Courses for Catholic adults preparing for marriage

Couples preparing to be married in a Catholic church are encouraged to take time to prepare for their marriage. Some marriage preparation courses are referred to as "Pre-Cana", including a version available online.

The term "Pre-Cana" is derived from John 2:1–12, the Wedding at Cana in Galilee, where Jesus performed the miracle of turning water into wine.

==Description==
The purpose of marriage preparation under canon law is to make sure that people are free to marry and have the capacity to marry. Approaches to Pre-Cana vary among Catholic dioceses and parishes. Often six-month sessions are led by a priest or deacon with support from a married Catholic couple.

All Catholic dioceses in the United States require couples to spend a significant amount of time preparing for marriage. Most dioceses (over 70, as of 2004) require an initial face to face meeting with their parish deacon or priest at least 6 months prior to the wedding, with a growing trend to ask couples to complete their preparation at least 6 weeks prior to their wedding.
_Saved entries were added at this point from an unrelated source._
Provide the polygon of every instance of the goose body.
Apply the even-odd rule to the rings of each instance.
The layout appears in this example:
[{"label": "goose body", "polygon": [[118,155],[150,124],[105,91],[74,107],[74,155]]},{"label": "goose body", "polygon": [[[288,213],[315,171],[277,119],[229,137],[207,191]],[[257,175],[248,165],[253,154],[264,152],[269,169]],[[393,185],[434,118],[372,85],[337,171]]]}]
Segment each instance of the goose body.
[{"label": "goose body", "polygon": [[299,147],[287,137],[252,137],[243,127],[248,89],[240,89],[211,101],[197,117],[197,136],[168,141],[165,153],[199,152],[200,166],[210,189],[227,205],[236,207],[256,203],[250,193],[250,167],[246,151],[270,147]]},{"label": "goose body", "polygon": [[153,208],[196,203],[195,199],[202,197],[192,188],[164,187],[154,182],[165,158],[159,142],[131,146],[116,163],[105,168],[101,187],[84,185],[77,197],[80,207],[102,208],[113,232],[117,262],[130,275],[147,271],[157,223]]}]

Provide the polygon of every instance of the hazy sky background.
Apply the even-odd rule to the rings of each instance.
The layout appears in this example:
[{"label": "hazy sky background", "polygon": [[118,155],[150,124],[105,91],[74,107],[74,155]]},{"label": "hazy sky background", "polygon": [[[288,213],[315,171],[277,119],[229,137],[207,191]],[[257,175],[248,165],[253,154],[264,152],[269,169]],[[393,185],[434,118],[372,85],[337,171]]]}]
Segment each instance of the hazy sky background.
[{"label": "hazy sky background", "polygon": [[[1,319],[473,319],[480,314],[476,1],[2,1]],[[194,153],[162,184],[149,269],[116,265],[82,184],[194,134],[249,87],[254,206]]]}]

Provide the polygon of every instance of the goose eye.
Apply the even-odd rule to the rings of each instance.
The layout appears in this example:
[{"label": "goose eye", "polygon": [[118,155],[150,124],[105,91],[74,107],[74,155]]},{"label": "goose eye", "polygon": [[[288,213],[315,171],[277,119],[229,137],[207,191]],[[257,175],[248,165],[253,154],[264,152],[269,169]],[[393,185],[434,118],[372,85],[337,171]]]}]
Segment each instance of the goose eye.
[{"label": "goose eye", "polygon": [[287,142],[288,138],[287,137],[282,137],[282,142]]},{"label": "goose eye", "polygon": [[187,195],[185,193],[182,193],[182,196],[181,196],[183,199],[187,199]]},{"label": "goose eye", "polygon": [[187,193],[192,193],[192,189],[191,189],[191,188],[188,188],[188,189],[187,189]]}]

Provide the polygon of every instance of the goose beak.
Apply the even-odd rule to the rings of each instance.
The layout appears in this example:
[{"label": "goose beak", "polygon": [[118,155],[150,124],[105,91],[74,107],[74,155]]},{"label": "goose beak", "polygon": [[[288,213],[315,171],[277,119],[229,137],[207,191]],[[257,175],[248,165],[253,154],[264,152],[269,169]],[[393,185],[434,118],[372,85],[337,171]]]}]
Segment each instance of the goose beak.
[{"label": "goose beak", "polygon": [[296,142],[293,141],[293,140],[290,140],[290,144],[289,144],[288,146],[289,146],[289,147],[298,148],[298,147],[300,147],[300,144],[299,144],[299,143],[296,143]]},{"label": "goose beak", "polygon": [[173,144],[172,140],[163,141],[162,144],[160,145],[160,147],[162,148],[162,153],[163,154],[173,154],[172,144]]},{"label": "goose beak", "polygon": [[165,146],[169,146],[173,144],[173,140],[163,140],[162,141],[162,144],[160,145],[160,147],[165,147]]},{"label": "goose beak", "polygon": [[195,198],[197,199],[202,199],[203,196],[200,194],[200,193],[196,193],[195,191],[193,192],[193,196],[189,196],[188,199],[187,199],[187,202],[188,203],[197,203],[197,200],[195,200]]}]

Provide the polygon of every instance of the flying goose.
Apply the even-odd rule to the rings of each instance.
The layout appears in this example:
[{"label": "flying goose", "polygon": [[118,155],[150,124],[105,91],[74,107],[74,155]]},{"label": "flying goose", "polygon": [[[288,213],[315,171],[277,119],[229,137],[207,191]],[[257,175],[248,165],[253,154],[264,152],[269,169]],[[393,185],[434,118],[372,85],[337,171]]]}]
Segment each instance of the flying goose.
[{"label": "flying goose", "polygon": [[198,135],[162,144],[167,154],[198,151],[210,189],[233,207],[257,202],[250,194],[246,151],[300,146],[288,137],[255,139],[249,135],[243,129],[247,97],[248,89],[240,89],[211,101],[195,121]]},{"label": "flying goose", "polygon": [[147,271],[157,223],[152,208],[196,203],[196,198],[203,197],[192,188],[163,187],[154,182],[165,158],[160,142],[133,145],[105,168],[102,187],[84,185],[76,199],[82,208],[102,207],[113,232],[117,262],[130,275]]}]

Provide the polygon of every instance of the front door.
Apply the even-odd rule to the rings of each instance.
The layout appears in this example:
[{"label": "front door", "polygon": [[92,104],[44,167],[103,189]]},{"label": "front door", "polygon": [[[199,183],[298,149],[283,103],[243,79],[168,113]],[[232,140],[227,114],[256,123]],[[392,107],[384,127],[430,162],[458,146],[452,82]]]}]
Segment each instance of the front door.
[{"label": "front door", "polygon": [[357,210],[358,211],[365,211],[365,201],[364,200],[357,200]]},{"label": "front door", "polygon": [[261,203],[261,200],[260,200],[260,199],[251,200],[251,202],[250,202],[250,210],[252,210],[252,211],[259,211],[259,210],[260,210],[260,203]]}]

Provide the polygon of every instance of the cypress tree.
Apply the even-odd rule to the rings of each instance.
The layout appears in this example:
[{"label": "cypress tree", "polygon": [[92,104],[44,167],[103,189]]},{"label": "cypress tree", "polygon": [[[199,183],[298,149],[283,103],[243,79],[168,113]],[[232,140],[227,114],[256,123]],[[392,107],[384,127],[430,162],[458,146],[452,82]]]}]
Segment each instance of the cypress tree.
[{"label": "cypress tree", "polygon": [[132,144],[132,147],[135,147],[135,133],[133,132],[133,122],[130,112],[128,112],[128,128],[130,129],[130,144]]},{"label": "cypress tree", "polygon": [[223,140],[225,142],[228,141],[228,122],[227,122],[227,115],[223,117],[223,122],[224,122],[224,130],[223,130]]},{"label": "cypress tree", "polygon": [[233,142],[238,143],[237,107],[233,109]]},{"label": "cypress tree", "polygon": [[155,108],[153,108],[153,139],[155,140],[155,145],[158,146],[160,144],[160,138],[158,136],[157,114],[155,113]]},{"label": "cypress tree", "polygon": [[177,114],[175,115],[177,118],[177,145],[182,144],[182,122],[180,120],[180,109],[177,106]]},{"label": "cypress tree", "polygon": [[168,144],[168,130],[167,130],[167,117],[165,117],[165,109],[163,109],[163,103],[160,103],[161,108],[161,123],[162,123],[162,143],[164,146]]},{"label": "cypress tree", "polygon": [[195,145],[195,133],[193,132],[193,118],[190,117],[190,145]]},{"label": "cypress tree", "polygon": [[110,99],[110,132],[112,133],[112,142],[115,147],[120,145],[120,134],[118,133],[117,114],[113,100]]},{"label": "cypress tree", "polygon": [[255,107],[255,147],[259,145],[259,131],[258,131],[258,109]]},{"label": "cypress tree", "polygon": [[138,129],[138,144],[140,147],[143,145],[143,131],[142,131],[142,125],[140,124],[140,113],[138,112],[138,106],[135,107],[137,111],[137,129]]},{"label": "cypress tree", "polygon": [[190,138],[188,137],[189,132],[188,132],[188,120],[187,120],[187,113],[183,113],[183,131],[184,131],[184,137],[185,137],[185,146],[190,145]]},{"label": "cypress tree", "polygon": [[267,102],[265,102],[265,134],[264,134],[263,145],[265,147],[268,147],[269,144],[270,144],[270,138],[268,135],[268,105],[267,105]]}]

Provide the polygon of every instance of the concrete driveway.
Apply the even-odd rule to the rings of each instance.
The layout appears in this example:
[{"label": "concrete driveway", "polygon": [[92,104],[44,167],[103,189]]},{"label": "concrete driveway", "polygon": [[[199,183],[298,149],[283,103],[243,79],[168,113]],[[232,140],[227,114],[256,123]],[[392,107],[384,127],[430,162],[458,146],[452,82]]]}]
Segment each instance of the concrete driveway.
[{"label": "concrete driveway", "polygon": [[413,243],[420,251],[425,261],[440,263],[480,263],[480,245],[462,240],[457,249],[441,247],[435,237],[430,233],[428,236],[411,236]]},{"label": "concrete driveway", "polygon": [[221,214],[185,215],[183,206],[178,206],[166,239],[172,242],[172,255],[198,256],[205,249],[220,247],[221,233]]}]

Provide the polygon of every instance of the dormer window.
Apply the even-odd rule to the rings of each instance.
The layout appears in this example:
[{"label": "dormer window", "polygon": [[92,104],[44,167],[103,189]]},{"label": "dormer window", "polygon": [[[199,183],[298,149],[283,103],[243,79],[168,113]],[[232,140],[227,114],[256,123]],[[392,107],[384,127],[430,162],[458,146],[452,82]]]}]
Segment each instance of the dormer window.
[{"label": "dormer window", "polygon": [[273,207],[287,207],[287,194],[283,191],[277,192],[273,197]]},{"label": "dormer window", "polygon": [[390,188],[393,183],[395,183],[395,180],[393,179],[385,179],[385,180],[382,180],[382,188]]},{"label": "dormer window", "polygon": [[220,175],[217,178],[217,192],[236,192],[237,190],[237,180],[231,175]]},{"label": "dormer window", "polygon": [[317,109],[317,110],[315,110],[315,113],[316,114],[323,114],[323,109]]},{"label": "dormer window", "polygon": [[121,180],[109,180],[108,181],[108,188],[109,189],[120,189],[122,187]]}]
These courses are designed to prepare couples with a better understanding of each other and of the sacrament of marriage. These courses can have multiple different forms ranging from weekend retreats to getting matched with a sponsor couple for meetings. The United States Conference of Catholic Bishops recognizes that long distance preparation is sometime necessary due to military service or otherwise. In these instances a military or college chaplains can often provide independent preparation but the presiding minister needs to coordinate the process.

During this preparation phase, the bishops' conference considers the following topics as "must-have conversations" taking place before couples marry:

- Spirituality/faith
- Conflict resolution skills
- Careers
- Finances
- Intimacy/cohabitation
- Children
- Commitment
- Natural Family Planning

Other topics that may be covered include:

- Ceremony planning
- Family of origin
- Communication
- Marriage as a sacrament
- Sexuality
- Theology of the Body
- Couple prayer
- Unique challenges of military couples
- Stepfamilies
- Children of divorce

== History ==
Cana Conferences, which would go on to become Pre-Cana courses in the 1970s, began in the 1940s "to combat secularism's largest threat–its attack on the Christian family." Cana Conferences differed from Retreats and Days of Recollection as Cana Conferences focused on the growth of husband and wife together towards God, as opposed to retreats which were often segregated by sex. These conferences, however, were not limited only to Catholics as Father Edward Dowling is noted to have hosted conferences where Protestant and Jewish couples attended.

The need to help engaged couples in preparing themselves better for marriage, and the role of other lay married couples in offering support, was referenced in the Second Vatican Council's Decree of the Apostolate of the Laity in 1965.